10  池田 「心こそ大切」です。心とは「信」です。先ほどの御文にも「信じさせ給へ」と仰せです。
 入信まもないころ、戸田先生は私に「この御書だけは命に刻んでおきなさい」と言われて、御義口伝の「一念に億劫の辛労を尽せば本来無作の三身念念に起るなり」の一節を教えてくださった。億劫にわたるべき辛労を我が一念に尽くして、広宣流布のために戦っていくならば、偉大なる仏の生命が、瞬間瞬間に起こってくる。無作の三身、すなわち本有の智慧と勇気と慈悲が、わが五体に満々とみなぎってくるのです。
 その無限の生命力を教えるために、大聖人は御本尊を顕してくださったのです。私たちは、御本尊を明鏡として、この生命の力を、自分において、友において、そして万人において信じていくべきです。「自受用身の生命」は、一切衆生の誰人の胸中にも生命の可能性として備わっていると信じるのが「御本尊を信ずる」ということです。
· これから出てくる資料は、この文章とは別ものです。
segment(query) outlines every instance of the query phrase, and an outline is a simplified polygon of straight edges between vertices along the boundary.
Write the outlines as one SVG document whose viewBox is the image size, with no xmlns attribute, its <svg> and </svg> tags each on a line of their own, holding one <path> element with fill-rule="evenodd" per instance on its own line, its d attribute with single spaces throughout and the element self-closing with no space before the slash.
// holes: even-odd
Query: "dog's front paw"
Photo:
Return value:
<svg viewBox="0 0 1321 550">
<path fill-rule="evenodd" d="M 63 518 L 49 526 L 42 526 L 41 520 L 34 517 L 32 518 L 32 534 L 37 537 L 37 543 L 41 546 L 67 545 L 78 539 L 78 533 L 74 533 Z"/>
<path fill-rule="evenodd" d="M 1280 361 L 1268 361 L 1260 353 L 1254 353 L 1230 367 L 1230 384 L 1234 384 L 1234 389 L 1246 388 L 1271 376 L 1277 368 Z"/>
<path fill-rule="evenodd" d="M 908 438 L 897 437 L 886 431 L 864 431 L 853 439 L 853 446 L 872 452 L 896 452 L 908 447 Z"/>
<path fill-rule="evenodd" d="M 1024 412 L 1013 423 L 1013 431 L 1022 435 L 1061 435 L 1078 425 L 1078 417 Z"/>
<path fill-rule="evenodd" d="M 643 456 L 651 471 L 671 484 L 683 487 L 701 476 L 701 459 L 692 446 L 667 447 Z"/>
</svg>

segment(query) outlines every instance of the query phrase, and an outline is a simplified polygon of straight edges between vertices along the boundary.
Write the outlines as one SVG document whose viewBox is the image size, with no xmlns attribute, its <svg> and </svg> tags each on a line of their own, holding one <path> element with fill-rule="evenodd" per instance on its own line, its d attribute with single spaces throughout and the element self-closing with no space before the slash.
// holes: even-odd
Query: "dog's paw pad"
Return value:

 斎藤 日蓮大聖人が、御本尊の意義を記された御書では、必ずといっていいほど、その御本尊と同じ生命が私たちの胸中にあることを教えられています。
 森中 有名なのは、「日女御前御返事」の一節です。
 「此の御本尊全く余所に求る事なかれ・只我れ等衆生の法華経を持ちて南無妙法蓮華経と唱うる胸中の肉団におはしますなり、是を九識心王真如の都とは申すなり
 〈通解〉――この御本尊は、まったくよそに求めてはならない。ただ、我々衆生が、法華経(御本尊)を持って、南無妙法蓮華経と唱える胸中の肉団にいらっしゃるのである。これを「九識心王真如の都」というのである。
 また、「阿仏房御書」も同じ趣旨となります。
 「然れば阿仏房あぶつぼうさながら宝塔・宝塔さながら阿仏房・此れより外の才覚無益なり、聞・信・戒・定・進・捨・慚の七宝を以てかざりたる宝塔なり、多宝如来の宝塔を供養し給うかとおもへば・さにては候はず我が身を供養し給う我が身又三身即一の本覚の如来なり、かく信じ給いて南無妙法蓮華経と唱え給へ、ここさながら宝塔の住処なり
 〈通解〉――そうであるから、阿仏房はそのまま宝塔であり、宝塔はそのまま阿仏房なのである。これより外の考えは無益である。聞・信・戒・定・進・捨・慚という七宝で飾った宝塔である。多宝如来の宝塔を供養しているかと思うと、そうではない。我が身を供養しているのである。我が身はまた三身即一身の本より覚っていた如来である。このように信じて南無妙法蓮華経と唱えなさい。そうすれば、ここはそのまま宝塔が住する所である。
 斎藤 単に仏像を置いて拝むような信仰だったら、我が身三身如来とは絶対に感じられませんね。
 三世十方の諸仏が仏になった根源の法が南無妙法蓮華経であり、日蓮大聖人がその南無妙法蓮華経如来であられる。そして、その南無妙法蓮華経如来の御生命を一幅の曼荼羅の中に御図顕された。私たちは、南無妙法蓮華経の御本尊を拝して、胸中の南無妙法蓮華経を涌現させる。
 順番に語りましたが、要するに、我が身がそのまま妙法の当体であると自覚するための御本尊という意義が鮮明になります。
 池田 それが「観心の本尊」です。
 全民衆を救済するためには、どうしても、人間自身の胸中にある本尊を涌現させていく以外にない。
 全人類が平等に胸中の本尊を涌現することができ、万人にその可能性が与えられる。
 「観心の本尊」は、偉大なる本尊革命であり、人間の可能性を最大に尊重し、現実に変革を可能にする「人間のための宗教」の精髄です。
 森中 日蓮大聖人は、どんな悪世でも力強く生きていける「永遠の法」を体得し、それが一個の凡夫に顕現されることを証明されました。
 その究極の御姿が竜の口の法難ですね。
 池田 竜の口の頸の座で、人間とはかくも偉大な存在であると明かされた日蓮大聖人だからこそ、人間を最高に人間たらしめる根源の法を万人のために御図顕していかれたのです。
 一切衆生救済の誓願の結晶であり、万人の成仏のための御本尊――それが日蓮大聖人の「観心の本尊」にほかなりません。